Visual Regression Testing with Playwright and TypeScript
This guide demonstrates how to implement visual regression testing in a Next.js 14 project using Playwright and TypeScript. Visual regression testing helps ensure your UI components maintain visual consistency across updates and releases.
Prerequisites
Before starting, check out the guide on setting up your first Playwright test and configuring the project:Playwright First Test Setup
Step 1: Writing Your First Visual Test
In your `tests` directory, create a file named `visual.spec.ts` to capture a visual snapshot of your homepage.
test('About page visual snapshot', async ({ page }) => {
await page.goto('https://sergeipetrukhin.vercel.app/about');
const screenshot = await page.screenshot();
expect(screenshot).toMatchSnapshot('aboutpage.png');
});
This code snippet takes a screenshot of the 'About' page. On the first run, it saves a baseline image. On subsequent runs, it compares the new screenshot with the baseline, flagging any visual differences.
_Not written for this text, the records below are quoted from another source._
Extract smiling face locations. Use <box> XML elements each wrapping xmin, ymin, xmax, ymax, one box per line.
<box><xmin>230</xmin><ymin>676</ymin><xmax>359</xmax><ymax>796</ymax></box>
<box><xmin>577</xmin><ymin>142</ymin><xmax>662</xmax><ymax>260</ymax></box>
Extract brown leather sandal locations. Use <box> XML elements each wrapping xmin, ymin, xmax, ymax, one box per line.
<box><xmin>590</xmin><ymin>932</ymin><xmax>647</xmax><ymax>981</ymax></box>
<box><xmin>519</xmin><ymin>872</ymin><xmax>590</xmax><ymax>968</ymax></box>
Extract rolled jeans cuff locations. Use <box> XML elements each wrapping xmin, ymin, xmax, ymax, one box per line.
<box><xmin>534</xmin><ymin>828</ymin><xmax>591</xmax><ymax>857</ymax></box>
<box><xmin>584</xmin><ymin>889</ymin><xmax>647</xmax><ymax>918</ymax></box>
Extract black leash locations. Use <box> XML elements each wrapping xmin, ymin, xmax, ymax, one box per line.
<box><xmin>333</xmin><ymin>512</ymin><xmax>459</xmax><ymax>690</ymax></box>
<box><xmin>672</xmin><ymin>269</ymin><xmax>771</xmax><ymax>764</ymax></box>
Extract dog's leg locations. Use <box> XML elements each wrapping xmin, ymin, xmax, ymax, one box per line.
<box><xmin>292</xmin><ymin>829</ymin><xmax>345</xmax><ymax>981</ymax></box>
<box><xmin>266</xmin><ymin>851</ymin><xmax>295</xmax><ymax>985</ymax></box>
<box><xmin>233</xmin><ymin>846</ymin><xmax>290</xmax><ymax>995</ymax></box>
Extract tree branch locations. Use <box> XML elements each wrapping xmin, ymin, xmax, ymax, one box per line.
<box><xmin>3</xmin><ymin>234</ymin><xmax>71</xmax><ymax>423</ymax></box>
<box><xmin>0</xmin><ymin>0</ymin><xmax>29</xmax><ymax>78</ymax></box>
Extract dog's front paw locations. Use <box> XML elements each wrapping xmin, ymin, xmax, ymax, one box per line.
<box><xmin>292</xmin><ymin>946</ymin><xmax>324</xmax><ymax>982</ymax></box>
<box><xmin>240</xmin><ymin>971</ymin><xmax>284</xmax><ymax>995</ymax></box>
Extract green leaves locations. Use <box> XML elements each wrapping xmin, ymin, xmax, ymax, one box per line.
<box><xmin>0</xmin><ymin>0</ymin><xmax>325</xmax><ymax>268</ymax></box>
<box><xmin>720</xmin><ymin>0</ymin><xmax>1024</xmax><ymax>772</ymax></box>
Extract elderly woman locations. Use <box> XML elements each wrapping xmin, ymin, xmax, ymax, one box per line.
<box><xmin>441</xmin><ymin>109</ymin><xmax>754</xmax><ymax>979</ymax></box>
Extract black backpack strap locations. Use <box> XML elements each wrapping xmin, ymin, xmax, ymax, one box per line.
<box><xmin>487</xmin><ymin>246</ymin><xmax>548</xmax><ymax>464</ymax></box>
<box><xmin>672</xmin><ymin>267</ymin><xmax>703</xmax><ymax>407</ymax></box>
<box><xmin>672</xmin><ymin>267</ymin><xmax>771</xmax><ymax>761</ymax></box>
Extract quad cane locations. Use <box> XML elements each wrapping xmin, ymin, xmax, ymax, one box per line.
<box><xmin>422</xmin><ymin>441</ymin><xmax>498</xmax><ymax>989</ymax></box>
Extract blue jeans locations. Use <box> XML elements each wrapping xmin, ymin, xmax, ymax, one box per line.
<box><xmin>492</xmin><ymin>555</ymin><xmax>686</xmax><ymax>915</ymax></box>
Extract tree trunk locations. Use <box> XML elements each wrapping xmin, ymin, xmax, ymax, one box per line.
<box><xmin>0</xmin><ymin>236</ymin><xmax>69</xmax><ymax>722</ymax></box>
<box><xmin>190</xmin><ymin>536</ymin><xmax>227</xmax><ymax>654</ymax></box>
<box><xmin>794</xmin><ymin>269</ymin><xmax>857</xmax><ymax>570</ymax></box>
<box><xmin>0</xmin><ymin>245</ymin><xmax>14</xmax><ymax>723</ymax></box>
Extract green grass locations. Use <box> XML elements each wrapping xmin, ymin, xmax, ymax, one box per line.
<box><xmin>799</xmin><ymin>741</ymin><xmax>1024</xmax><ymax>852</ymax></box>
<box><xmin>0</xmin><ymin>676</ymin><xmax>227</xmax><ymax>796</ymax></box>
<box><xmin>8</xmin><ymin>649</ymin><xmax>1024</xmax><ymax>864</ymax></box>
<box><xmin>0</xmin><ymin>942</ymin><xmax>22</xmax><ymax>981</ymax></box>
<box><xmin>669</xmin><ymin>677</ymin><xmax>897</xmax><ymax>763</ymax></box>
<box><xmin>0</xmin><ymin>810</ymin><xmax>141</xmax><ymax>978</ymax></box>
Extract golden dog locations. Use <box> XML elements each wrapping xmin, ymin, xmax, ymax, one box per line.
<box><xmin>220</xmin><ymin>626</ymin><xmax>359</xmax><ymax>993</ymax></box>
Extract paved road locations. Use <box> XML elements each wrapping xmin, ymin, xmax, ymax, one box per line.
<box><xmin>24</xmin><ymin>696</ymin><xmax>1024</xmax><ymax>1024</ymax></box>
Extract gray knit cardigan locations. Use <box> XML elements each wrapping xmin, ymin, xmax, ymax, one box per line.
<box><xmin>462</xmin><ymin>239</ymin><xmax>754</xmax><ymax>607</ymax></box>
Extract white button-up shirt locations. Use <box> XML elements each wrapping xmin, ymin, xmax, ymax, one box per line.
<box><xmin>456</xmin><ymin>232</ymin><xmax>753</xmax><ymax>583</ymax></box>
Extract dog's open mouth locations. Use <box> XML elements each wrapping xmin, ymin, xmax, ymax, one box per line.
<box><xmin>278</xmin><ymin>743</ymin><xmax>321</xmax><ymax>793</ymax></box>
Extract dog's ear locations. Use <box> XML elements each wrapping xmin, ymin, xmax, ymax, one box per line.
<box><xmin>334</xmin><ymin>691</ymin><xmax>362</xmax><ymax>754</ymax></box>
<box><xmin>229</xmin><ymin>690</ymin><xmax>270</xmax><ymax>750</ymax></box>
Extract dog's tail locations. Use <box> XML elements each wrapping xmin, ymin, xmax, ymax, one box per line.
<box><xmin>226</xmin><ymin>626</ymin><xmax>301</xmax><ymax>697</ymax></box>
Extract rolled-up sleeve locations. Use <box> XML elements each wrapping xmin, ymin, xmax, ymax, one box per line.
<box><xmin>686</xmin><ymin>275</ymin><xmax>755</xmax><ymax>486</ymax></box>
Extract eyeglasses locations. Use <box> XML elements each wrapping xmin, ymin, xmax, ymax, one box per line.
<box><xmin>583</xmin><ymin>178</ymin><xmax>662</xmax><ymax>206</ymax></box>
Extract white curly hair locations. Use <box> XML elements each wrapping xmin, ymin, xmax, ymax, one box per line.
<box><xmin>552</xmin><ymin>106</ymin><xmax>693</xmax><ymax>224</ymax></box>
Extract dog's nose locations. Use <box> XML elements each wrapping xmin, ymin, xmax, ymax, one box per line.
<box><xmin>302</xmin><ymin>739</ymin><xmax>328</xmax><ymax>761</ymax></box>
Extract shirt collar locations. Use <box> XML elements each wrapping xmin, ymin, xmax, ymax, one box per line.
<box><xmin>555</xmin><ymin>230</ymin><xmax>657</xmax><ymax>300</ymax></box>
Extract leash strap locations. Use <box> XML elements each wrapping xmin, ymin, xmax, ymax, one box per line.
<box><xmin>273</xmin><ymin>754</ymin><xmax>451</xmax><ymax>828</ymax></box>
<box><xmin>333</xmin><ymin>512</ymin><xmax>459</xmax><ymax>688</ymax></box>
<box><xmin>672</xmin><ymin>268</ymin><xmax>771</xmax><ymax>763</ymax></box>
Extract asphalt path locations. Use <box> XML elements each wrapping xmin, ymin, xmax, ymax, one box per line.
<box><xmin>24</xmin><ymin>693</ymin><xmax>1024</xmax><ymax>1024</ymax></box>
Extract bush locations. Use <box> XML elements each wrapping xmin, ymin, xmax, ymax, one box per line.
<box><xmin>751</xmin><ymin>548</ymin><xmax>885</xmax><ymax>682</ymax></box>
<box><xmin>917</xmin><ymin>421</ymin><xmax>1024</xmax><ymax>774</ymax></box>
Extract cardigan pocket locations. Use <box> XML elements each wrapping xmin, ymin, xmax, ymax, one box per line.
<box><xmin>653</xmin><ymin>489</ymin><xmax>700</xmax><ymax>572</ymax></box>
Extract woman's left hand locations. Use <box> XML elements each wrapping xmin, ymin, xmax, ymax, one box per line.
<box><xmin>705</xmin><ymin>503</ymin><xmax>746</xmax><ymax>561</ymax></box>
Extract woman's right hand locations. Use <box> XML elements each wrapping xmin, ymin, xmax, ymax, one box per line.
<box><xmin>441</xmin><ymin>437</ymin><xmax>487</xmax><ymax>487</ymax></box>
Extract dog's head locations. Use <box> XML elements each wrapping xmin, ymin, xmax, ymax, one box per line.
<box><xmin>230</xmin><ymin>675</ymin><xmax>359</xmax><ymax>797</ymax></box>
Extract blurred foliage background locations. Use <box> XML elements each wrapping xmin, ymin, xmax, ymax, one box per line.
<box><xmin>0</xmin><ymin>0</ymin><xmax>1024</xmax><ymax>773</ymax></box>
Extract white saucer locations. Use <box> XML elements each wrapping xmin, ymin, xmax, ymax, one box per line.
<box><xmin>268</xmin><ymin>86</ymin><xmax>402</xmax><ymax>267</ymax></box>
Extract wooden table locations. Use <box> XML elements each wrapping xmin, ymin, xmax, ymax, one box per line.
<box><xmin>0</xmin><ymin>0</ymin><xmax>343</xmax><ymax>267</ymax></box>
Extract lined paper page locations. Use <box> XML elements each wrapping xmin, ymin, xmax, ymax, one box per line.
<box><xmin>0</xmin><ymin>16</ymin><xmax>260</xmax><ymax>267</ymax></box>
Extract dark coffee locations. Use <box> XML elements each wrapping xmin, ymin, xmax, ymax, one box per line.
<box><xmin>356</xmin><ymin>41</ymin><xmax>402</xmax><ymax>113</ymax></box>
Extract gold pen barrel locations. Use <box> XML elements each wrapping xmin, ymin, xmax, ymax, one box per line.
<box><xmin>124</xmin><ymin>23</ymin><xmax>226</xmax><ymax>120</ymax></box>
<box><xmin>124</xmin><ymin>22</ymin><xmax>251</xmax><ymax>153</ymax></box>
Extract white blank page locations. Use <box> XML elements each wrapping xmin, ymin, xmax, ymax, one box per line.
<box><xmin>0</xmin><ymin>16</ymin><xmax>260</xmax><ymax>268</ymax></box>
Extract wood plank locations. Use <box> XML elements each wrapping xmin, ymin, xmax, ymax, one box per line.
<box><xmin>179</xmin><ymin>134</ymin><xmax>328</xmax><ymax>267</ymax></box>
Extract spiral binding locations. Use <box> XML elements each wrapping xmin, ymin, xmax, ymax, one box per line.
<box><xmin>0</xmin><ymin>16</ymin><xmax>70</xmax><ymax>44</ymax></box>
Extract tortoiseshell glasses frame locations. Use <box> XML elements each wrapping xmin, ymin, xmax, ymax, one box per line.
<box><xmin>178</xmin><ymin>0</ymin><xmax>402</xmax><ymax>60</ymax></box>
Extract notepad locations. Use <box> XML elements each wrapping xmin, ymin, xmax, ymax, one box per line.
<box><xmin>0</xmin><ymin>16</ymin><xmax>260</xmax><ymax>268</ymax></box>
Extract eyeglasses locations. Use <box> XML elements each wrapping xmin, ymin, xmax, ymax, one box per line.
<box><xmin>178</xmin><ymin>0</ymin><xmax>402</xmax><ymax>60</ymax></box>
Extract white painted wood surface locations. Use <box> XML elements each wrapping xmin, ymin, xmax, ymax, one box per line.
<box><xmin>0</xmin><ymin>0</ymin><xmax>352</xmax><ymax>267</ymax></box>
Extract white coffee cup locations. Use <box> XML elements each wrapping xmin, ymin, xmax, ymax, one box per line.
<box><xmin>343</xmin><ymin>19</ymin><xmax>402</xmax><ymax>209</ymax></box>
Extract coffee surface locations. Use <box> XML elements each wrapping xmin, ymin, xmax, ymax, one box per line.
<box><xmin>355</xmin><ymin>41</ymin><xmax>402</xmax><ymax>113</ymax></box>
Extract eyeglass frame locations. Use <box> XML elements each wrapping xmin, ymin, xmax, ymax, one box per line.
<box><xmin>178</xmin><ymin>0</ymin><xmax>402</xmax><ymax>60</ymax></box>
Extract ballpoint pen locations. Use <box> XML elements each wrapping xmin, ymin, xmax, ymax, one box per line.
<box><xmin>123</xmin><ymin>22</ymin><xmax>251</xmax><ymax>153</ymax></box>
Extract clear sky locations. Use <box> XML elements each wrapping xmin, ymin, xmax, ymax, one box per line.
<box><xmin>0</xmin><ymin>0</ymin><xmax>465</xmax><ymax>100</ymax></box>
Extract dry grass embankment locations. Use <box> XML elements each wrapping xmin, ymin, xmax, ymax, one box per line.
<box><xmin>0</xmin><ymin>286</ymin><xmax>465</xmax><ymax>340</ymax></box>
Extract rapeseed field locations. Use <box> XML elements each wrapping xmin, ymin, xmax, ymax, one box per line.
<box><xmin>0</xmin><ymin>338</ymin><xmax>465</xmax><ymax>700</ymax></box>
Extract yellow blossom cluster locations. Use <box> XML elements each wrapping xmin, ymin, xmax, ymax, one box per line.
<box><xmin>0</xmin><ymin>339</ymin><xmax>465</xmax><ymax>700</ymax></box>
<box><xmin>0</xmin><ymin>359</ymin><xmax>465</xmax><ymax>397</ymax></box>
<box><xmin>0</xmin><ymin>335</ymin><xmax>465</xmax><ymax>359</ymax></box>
Step 2: Running the Visual Tests
Make sure your app is running locally before executing the Playwright test command:
npm run test src/tests/visual.spec.ts
Step 3: Handling First Attempt Error
Upon the first test run, an error may occur because no snapshot has been saved yet. The second run will execute successfully after creating the baseline snapshot. Here's an example error:
Error: A snapshot doesn't exist at /sergeipetrukhin/src/tests/visual.spec.ts-snapshots/aboutpage-darwin.png, writing actual.
Step 4: Handling Pixel Differences
Small differences in pixels could arise due to minor UI changes. To handle these, use the `maxDiffPixels` option to allow for a set number of pixel differences:
test('About page visual test with maxDiffPixels', async ({ page }) => {
await page.goto('https://sergeipetrukhin.vercel.app/about');
const screenshot = await page.screenshot();
expect(screenshot).toMatchSnapshot('aboutpage.png', {
maxDiffPixels: 100 // allows for up to 100 pixel differences
});
});
Step 5: Analyzing Test Results
Playwright can generate an HTML report that provides a visual breakdown of the test results. To enable this, update your `playwright.config.js` as shown below:
reporter: [['html', { open: 'on-failure' }]]
Here's the full configuration for your Playwright setup:
// playwright.config.ts
import { defineConfig } from '@playwright/test';
export default defineConfig({
testDir: 'src/tests', // path to your tests directory
timeout: 30000,
expect: {
timeout: 5000
},
reporter: [['html', { open: 'on-failure' }]]
});
To generate and view the HTML report, run the following commands:
npm run test src/tests/visual.spec.ts
npx playwright show-report
Conclusion
Visual regression testing is an essential part of maintaining UI consistency in your web application. With Playwright, you can efficiently capture visual snapshots and detect any unintended UI changes as your project evolves.